Premium Brands Holdings Corporation Announces Third Quarter Results
(firmenpresse) - VANCOUVER, BRITISH COLUMBIA -- (Marketwired) -- 11/07/13 -- Premium Brands Holdings Corporation (TSX: PBH), a leading producer, marketer and distributor of branded specialty food products, announced today its results for the third quarter of 2013.
HIGHLIGHTS
SUMMARY FINANCIAL INFORMATION
"The majority of our businesses, including our foodservice and sandwich groups, delivered solid results for the quarter driven by strong demand for their products across a variety of sales channels. Unfortunately a large part of this success was offset by a spike in the cost of certain input protein commodities that temporarily impacted the margins of our deli group," said Mr. George Paleologou, President and CEO.
"Our deli group's results were also negatively impacted by operational issues resulting from the transitioning of production from an older plant that was shut down earlier this year to several of our other plants. The majority of these issues have now been addressed and we expect to see a significant improvement in the deli group's earnings over the next several quarters.

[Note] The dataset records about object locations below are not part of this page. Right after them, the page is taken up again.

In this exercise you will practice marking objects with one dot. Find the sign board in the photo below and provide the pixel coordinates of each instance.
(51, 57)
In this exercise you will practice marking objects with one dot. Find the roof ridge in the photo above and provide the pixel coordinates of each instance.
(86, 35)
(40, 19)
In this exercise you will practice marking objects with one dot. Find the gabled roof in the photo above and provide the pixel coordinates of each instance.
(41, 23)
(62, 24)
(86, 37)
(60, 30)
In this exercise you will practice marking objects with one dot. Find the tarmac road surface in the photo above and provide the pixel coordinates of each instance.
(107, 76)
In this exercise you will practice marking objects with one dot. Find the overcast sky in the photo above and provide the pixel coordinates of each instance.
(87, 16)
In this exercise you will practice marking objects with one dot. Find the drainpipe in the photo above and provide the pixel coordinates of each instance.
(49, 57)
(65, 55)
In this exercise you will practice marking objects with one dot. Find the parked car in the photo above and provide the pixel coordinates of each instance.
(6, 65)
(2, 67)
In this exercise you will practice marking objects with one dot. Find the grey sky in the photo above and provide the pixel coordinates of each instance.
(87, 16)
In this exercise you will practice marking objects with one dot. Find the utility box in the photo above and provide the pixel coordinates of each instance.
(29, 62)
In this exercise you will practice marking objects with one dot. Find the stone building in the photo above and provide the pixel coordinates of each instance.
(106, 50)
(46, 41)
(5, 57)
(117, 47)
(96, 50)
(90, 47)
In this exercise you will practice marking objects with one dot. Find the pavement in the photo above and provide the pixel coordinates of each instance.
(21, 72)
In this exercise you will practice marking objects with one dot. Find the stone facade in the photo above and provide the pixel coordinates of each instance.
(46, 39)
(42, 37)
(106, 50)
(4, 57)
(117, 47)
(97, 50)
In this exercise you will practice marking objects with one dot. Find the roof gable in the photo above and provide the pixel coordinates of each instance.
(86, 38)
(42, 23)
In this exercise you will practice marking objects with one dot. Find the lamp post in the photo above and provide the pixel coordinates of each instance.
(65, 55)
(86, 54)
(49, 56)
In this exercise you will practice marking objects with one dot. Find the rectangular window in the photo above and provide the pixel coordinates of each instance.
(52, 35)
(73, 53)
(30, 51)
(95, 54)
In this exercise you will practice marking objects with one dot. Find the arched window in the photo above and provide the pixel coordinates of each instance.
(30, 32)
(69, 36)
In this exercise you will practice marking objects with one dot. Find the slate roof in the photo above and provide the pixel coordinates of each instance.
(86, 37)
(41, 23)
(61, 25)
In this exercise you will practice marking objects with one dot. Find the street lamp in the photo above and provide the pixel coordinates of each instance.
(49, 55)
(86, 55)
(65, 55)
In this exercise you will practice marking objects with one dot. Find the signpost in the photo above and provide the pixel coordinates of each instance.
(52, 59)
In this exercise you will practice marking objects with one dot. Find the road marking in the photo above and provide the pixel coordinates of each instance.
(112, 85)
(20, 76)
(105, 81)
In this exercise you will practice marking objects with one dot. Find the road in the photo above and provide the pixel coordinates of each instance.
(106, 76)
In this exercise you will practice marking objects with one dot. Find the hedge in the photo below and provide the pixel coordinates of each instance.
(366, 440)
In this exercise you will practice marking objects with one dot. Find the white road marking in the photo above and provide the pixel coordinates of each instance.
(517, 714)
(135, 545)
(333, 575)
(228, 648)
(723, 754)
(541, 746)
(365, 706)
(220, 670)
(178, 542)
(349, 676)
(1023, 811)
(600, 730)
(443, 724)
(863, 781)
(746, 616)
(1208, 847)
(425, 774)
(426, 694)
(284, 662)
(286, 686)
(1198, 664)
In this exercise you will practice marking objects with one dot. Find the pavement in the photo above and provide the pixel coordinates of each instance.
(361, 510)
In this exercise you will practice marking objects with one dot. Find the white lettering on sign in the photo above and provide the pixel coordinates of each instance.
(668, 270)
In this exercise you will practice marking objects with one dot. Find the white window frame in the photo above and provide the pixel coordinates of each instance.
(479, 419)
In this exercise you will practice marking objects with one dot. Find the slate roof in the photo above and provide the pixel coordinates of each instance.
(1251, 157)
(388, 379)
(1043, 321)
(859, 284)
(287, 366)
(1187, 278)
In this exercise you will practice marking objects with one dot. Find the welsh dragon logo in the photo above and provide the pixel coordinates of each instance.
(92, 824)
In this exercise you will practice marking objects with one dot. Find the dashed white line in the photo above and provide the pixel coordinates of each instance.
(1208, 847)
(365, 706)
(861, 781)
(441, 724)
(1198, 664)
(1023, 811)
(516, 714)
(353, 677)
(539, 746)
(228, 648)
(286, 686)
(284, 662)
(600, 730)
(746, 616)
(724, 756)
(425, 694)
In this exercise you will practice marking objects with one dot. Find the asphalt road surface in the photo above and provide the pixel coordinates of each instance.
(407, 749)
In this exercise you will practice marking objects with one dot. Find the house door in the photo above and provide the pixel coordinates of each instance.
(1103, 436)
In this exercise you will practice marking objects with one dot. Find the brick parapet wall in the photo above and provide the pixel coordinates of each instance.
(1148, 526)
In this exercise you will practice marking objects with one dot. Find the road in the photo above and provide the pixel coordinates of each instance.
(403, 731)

"We are very pleased with the progress all of our businesses are making in positioning themselves for continued growth in both their top and bottom lines. Over the last two years we have invested a significant amount of capital in them and are now on the cusp of realizing on these investments, both through improved margins and sales growth.
"We are also very excited to be announcing our North American sandwich group's new initiative to build a $21.6 million state-of-the-art production facility in the north eastern U.S. This facility will complement the sandwich group's facilities in Reno, NV, Laval, QC and Edmonton, AB and will give the business the capacity needed to continue growing at double digit rates. Furthermore, this project will position our sandwich group, which is already one of, if not the largest, prepared sandwich businesses in North America, to provide national sandwich assembly solutions to retail and restaurant chains across North America," added Mr. Paleologou.
About Premium Brands
Premium Brands owns a broad range of leading specialty food manufacturing and differentiated food distribution businesses with operations in British Columbia, Alberta, Saskatchewan, Manitoba, Ontario, Quebec, Nevada and Washington State. The Company services over 22,000 customers and its family of brands and businesses include Grimm's, Harvest, McSweeney's, Bread Garden Go, Hygaard, Hempler's, Quality Fast Foods, Gloria's Best of Fresh, Direct Plus, National Direct-to-Store Distribution (NDSD), Harlan Fairbanks, Creekside Bakehouse, Centennial Foodservice, B&C Food Distributors, Shahir, Wescadia, Duso's, Maximum Seafood, SK Food Group, OvenPride, Hub City Fisheries, Audrey's, Deli Chef, Piller's and Freybe.
RESULTS OF OPERATIONS
Revenue
Retail's revenue for the third quarter of 2013 as compared to the third quarter of 2012 increased by $22.6 million or 14.4% due to: (i) the acquisition of Freybe which accounted for $19.9 million of the increase; and (ii) organic growth of $5.6 million, representing an average growth rate of 4.1%, from its legacy businesses after excluding NDSD.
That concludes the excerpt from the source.